Hi, I'm Subsentient, the original author of the Epoch Init System. It's been around a while, and it does the job I gave it well enough for me, but Epoch has failed to reach its ultimate goal of becoming a viable alternative to systemd. This is for a few reasons, among them being a total lack of parallelism, difficulty for package maintainers to easily set up services, and a codebase even I myself am ashamed to admit I wrote. I got some things right too, like good documentation, powerful service management, lack of dependencies, and unintrusiveness, but it seems it wasn't quite enough, because the most commonly requested features were true dependency support and parallelism.
I'm doing a near-complete rewrite of Epoch, save for the few parts of code that were well-written, and it will be called Epoch-ng (next generation). While dependencies, parallelism and easy package manager support are the big things, I think I'd like to get feedback on what Linux users actually want from an init system, and I'll try to write an init system that does its best to meet everyone's desires.
So, what would you like to see in an init system? What would you like to NOT see? I'll be taking this feedback seriously. :^)
-Subsentient
(Score: 1) by stargazer on Thursday June 02 2016, @11:39PM
Since the System-D debacle has caused some of our servers to die after upgrade, we are moving slowly to FreeBSD. There goes 20+ years of knowledge. I'm hoping we can come back to Linux at some point, but for now, I can't upgrade our servers without System-D instability, so I'll put in my two cents. Maybe between your project and Devuan, I'll have the ability to actually use what I've learned.
I'd suggest marketing it as a "Server Grade Init System" since most of the people opposed to System-D's limits are like me, sysadmins. On my laptop, I don't care that much if it dies; I'll just go get the other one until I have time to reformat/reinstall. For my servers, it means lost revenues and some very pissed off clients.
The things I would like.
No parallel processing. It only makes for difficult to diagnose problems.

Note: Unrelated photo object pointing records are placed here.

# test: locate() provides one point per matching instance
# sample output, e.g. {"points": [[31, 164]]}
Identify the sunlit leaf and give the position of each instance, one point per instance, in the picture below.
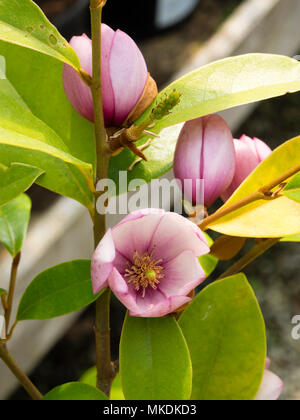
{"points": [[58, 291], [265, 218], [23, 23], [75, 391], [228, 83]]}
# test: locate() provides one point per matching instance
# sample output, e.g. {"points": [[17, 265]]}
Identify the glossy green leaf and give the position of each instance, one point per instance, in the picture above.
{"points": [[265, 218], [23, 23], [154, 360], [46, 99], [90, 378], [160, 155], [208, 263], [228, 83], [292, 190], [14, 219], [26, 139], [58, 291], [225, 333], [75, 391], [15, 180]]}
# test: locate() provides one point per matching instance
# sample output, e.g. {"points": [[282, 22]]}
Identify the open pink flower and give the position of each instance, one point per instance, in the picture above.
{"points": [[149, 260], [271, 386], [124, 76], [249, 154]]}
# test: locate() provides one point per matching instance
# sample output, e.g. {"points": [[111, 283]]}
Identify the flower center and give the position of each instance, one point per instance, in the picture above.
{"points": [[145, 271]]}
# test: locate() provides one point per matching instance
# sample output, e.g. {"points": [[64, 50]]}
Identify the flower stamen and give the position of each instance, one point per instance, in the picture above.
{"points": [[145, 271]]}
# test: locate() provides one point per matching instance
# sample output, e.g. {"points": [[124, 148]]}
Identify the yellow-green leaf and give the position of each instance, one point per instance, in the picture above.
{"points": [[265, 218], [228, 83], [23, 23]]}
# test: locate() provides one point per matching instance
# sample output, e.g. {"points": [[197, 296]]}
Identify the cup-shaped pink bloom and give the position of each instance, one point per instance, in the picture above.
{"points": [[271, 386], [205, 152], [249, 154], [124, 76], [149, 260]]}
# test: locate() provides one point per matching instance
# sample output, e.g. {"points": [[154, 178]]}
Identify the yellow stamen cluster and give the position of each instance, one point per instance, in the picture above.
{"points": [[145, 271]]}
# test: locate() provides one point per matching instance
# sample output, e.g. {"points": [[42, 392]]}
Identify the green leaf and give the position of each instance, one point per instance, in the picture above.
{"points": [[58, 291], [90, 378], [160, 155], [265, 218], [14, 219], [228, 83], [46, 98], [154, 360], [292, 190], [24, 138], [225, 332], [15, 180], [24, 24], [75, 391]]}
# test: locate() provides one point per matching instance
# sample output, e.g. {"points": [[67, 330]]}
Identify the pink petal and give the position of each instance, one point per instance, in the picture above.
{"points": [[122, 291], [181, 275], [107, 35], [128, 73], [218, 158], [102, 262], [174, 235], [271, 387], [188, 157], [246, 162], [135, 235], [78, 93]]}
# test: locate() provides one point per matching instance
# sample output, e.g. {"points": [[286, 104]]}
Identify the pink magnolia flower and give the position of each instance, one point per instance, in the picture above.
{"points": [[249, 154], [124, 76], [271, 386], [149, 260], [205, 151]]}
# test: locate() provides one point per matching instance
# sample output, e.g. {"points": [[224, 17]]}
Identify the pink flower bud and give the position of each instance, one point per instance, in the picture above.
{"points": [[124, 76], [150, 262], [249, 154], [205, 151]]}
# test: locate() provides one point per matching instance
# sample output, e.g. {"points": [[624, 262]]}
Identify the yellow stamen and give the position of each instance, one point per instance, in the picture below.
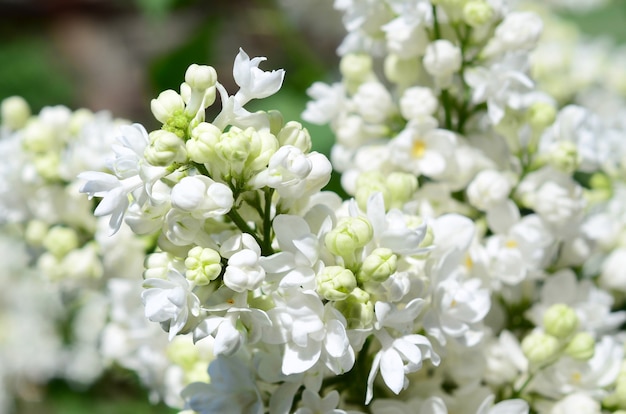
{"points": [[511, 244], [419, 148]]}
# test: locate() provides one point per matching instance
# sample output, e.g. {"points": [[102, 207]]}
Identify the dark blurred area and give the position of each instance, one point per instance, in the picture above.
{"points": [[117, 55]]}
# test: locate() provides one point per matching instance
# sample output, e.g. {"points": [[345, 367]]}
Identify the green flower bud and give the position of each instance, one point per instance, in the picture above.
{"points": [[36, 231], [60, 241], [200, 76], [560, 321], [564, 157], [358, 309], [349, 235], [201, 145], [165, 148], [157, 265], [402, 186], [541, 115], [293, 133], [378, 266], [203, 265], [581, 347], [14, 112], [540, 348], [477, 13], [335, 282], [166, 105], [47, 165], [197, 373]]}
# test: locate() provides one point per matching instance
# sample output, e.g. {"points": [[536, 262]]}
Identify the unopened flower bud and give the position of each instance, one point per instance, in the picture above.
{"points": [[157, 265], [60, 241], [370, 182], [378, 266], [349, 235], [200, 76], [166, 105], [541, 115], [581, 347], [165, 148], [357, 308], [418, 101], [403, 72], [38, 137], [539, 347], [182, 351], [477, 13], [293, 133], [335, 283], [442, 60], [356, 68], [203, 265], [560, 321], [564, 156], [201, 145], [14, 112]]}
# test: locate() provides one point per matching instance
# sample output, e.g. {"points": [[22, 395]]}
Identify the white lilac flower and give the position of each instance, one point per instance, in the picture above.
{"points": [[170, 301], [232, 388], [400, 354], [310, 332], [503, 84], [421, 148]]}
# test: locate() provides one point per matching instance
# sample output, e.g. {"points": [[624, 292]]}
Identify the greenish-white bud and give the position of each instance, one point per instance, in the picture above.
{"points": [[356, 68], [350, 234], [47, 165], [157, 265], [15, 112], [564, 156], [357, 308], [540, 347], [276, 121], [201, 145], [36, 232], [79, 119], [60, 241], [38, 137], [293, 133], [203, 265], [541, 115], [477, 13], [403, 72], [200, 76], [167, 104], [368, 183], [335, 282], [581, 347], [378, 266], [246, 152], [560, 321], [402, 186], [181, 351], [165, 148]]}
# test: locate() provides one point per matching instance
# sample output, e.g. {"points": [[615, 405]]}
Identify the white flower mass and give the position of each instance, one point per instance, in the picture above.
{"points": [[478, 200]]}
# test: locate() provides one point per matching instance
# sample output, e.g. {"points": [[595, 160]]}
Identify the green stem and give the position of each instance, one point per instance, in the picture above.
{"points": [[267, 218]]}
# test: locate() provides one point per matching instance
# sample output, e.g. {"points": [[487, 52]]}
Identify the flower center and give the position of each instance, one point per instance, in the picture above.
{"points": [[419, 147]]}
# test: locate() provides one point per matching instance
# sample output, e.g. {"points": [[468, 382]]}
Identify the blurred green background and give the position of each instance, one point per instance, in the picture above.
{"points": [[117, 55]]}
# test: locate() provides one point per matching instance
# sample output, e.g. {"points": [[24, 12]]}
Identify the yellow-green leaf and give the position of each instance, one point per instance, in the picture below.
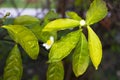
{"points": [[80, 59], [95, 47], [25, 38], [61, 24], [13, 69], [55, 71], [96, 12], [26, 20], [73, 15], [64, 46]]}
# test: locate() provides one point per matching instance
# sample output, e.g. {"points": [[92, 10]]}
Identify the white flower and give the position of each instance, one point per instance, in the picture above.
{"points": [[49, 43], [82, 22]]}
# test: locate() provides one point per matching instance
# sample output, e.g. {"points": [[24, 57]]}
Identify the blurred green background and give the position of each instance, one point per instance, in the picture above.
{"points": [[108, 30]]}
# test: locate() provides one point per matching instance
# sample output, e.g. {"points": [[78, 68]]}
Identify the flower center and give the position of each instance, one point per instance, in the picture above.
{"points": [[49, 42]]}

Dependency processing, maybe. I don't care that much as long as I have an error log and can change the order manually, but it is handy. However, dependency processing can cause problems sometimes, so maybe not.
Text based log files. No alternatives. If I am running out of space, I'll allocate more to my log directory. But, being able to grep a log file and find out what the hell is going on is essential. Inefficient, slow, lots of I/O, but finding the entries you need is up to your ability to use grep. Or write a script that finds what you want.
Emit all boot messages to a text log file for debugging. Text file should be opened and written to with no buffering as soon as the log device becomes available (cached beforehand, I guess). A few times, I've had to mount my log directory after a failed boot to try and figure out what exactly I totally screwed up.
Boot time is not an issue. It takes my DL-380 5-6 minutes just to boot BIOS. I don't care if it takes 30s or 50s to boot into the OS, I just want the freaking thing to boot.
Run levels are confusing, but if you change them, I'd suggest just naming them "GUI", "Console", "Shutdown" and "Single User". The current SysV is not horrible except I have to always remember what the hell Level x is used for. But, that is just my poor memory, not a reason to throw them away.
Easily edit startup configuration scripts. The current ones in SysV are not bad. Me, personally, I hate BASH, mainly because I'm not very good at it. But, it is reliable, damned near bug free, and gets the job done, so it is an excellent choice. Under SysV, I assume I could put a Perl script in /etc/init.d if I wanted (never tried it), but I want my sytem to boot every time, so everything is in BASH.
Above all, KISS. Do one thing, do it right, and don't get into scope creep (the big problem with System-D, from what I've seen). Boot the system and let the init scripts worry about how to start processes. Your job is to make sure the init scripts can be run at a certain run level (or whatever you want to call it), then get out of the way.
Most of these have been stated around here someplace, but like I said, I'm just adding my two cents.